We called the police and waited only about 25 minutes for an officer, which wasn't bad, considering that the roads were wet and I'm sure there were far worse accidents on the road. The woman that hit me was pretty nice, but I think she was peeved that I wanted to wait on the police when there wasn't any visible damage to the car.
I ended up leaving school about an hour early to see my doctor. He had x-rays taken and did the little neurological tests on me. He said it's just whiplash and sent me home with some anti-inflammatory samples.
One of my students rides to school with me. I've known his family about 12 years. (Jet calls him "Gran-din".) He wasn't feeling too hot, so his dad picked him up from school about noon and took him to the emergency room. He just called to update me and said that they found an abnormality on his x-ray, so they're going to give him a CT scan.

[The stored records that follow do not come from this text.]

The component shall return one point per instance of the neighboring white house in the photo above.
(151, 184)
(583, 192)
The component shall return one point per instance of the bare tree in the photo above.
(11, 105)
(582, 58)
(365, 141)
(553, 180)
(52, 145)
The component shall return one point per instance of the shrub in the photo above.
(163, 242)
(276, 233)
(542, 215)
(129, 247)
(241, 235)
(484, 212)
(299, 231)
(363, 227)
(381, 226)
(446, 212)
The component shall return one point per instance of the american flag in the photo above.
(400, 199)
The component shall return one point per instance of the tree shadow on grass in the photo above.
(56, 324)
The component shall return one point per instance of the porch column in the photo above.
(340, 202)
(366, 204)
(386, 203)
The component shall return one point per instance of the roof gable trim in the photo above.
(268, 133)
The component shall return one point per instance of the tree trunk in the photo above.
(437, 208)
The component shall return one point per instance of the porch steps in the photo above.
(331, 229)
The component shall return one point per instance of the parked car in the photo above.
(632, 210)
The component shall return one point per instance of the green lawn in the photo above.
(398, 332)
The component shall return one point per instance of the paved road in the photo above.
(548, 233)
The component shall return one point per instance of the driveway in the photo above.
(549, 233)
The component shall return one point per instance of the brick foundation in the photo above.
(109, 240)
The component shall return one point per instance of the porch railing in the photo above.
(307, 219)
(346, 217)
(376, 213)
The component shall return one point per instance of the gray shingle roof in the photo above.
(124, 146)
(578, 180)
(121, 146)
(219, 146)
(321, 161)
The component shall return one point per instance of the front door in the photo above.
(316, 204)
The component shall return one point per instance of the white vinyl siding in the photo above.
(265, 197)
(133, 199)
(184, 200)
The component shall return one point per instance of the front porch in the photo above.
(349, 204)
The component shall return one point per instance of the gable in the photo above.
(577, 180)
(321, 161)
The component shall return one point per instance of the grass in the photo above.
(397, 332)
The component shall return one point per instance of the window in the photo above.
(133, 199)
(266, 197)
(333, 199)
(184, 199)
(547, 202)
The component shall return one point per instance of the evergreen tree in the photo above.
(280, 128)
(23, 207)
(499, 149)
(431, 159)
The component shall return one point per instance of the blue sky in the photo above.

I feel awful. I know it wasn't my fault that we got rear-ended, but I feel responsible for Gran-din when he's with me. His dad's an understanding guy, so I'm not worried that he's going to get all weird. I just really hope he's okay!
Update: Gran-din is okay. The CT scan was clear, and he was sent home with some medication to help him sleep. Yay for sleepy drugs!
Monday, January 29, 2007
Car seats
This video sucker-punched me. Please go leave a comment, because Jody is donating three dollars per comment.
I can't imagine Jet suddenly being taken from us because the seat belt failed. He'll be in his five-point harness a lot longer than I originally planned.